A couple of times now, people have (inadvertently) used --enable-multiple-slurmd and then pam_slurm_adopt didn't work because they didn't have the nodename parameter. nodename was never documented, even in the README, but it's time to document it in the pam_slurm_adopt.shtml page.
See also bug 5380, bug 5026.
Created attachment 7299 [details] Document the pam_slurm_adopt nodename parameter. In my testing, this is how it is, whether or not you're using multiple-slurmd - you need to use nodename if the node hostname doesn't match the NodeName in slurm.conf. NEWS: does there need to be a NEWS entry for a doc patch? Commit message: Document the pam_slurm_adopt nodename parameter.
Brian, can you review this patch? Alex, I'm also adding you to CC since on bug 5380 you asked me to test out nodename some more. I found that even when I wasn't using multiple-slurmd, if the hostname didn't match the slurm.conf NodeName, I needed to use nodename in pam_slurm_adopt. Can you verify? I tested that by using a virtual machine as a node, with a different hostname than the host OS (host OS hostname is voyager, VM hostname is voyager2), and the NodeName in slurm.conf different than that. It works correctly if I use nodename in pam_slurm_adopt.
Created attachment 7300 [details] Send an error message when pam_slurm_adopt can't find nodename. Brian, can you also review this one? Commit message: When nodename can't be determined, pam_slurm_adopt prints and error to the syslog, then exits with whatever action_generic_failure says ("ignore" by default). No error messages are sent to the shell trying to ssh in. For example, if you get denied (action_generic_failure=deny), then all you see is "Authentication failed." Or if you succeed, you get in without being part of a cgroup, but don't know that anything went wrong. This patch sends an error message to the ssh shell so that the user knows if something went wrong, and thus can investigate the cause by looking at syslog (assuming they've enabled PAM debugging in syslog or elsewhere). It also adds an error message for when nodename isn't found.

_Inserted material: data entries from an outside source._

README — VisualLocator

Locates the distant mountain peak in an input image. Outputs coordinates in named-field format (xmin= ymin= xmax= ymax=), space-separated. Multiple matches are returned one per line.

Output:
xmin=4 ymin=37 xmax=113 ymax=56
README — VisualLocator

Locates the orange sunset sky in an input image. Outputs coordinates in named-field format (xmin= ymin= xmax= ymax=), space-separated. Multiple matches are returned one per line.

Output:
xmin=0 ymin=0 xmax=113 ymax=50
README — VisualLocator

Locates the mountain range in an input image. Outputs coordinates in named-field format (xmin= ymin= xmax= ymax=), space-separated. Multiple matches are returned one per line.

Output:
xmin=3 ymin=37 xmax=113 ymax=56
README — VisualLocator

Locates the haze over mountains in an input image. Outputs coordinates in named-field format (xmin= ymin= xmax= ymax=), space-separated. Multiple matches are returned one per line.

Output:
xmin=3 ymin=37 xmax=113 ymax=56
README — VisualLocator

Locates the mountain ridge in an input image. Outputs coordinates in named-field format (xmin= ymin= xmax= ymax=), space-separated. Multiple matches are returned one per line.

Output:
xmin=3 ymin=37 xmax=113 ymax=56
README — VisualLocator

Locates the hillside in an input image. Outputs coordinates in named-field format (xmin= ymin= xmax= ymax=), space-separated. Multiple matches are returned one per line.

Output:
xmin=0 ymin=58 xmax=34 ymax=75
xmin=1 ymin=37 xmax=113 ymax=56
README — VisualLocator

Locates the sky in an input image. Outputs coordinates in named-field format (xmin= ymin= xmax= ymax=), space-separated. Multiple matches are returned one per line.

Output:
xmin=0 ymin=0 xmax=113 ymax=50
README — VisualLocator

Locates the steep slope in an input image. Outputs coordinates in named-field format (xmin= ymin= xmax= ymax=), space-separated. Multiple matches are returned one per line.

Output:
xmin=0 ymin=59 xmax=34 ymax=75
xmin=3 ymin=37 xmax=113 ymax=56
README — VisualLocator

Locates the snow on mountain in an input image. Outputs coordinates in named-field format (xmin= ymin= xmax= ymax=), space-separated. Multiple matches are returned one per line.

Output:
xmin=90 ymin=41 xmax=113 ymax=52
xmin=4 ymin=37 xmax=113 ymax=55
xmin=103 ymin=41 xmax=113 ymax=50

I actually have yet another question on this: If the slurmdspooldir can't be read for some reason, it returns a non-NULL but empty list of steps. Then, the user would get denied access with the message, "Access denied by pam_slurm_adopt: you have no active jobs on this node." This is the wrong message. I almost included a patch that calls FREE_NULL_LIST(l) in each spot before returning (in stepd_available() (step_api.c). However, there are a number of places that don't handle stepd_available() returning NULL. That's a bug even currently, in my opinion. I'd like to fix all these places, then add in the FREE_NULL_LIST(l) at each error in stepd_available(). What are your thoughts?
Removing Brian from CC, adding Tim.
Ping. See also bug 5490 - make everywhere check return code of stepd_available(). (It's not done, I'm just linking it.)

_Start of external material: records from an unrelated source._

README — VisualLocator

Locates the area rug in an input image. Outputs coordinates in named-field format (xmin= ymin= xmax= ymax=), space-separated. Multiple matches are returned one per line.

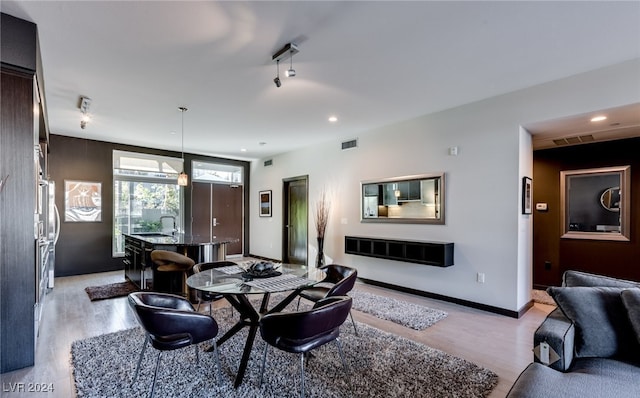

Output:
xmin=84 ymin=281 xmax=140 ymax=301
xmin=71 ymin=311 xmax=498 ymax=398
xmin=262 ymin=288 xmax=447 ymax=330
xmin=349 ymin=289 xmax=447 ymax=330
xmin=531 ymin=289 xmax=556 ymax=306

Comment on attachment 7299 [details] Document the pam_slurm_adopt nodename parameter. Thanks Marshall, this one is in: commit 6d6ecacb7ccec2d40df1b643ef106f4c079bcf0e Author: Marshall Garey <marshall@schedmd.com> Date: Wed Oct 3 14:32:23 2018 -0600 Docs - document nodename option to pam_slurm_adopt PAM module. Fix formatting on the log_level documentation block as well. Bug 5399.
Closing as resolved/fixed in commit 6d6ecacb7ccec2d40df1b643ef106f4c079bcf0e Thanks, Tim
Un-resolving, I still have one patch to review here...
Thanks Marshall. I made a few minor tweaks to the error message - keep in mind that the most likely explanation for the failure is that no jobs are running, so I removed some of the elaboration to the comment block instead: commit 9fb15b4a899333c4c437309a569099b8f1143152 Author: Marshall Garey <marshall@schedmd.com> Date: Wed Dec 5 15:19:58 2018 -0700 pam_slurm_adopt - send an error message to the user if no Jobs found. Also throw an error message within stepd_available() if the nodename is not set or cannot be inferred correctly. Bug 5399.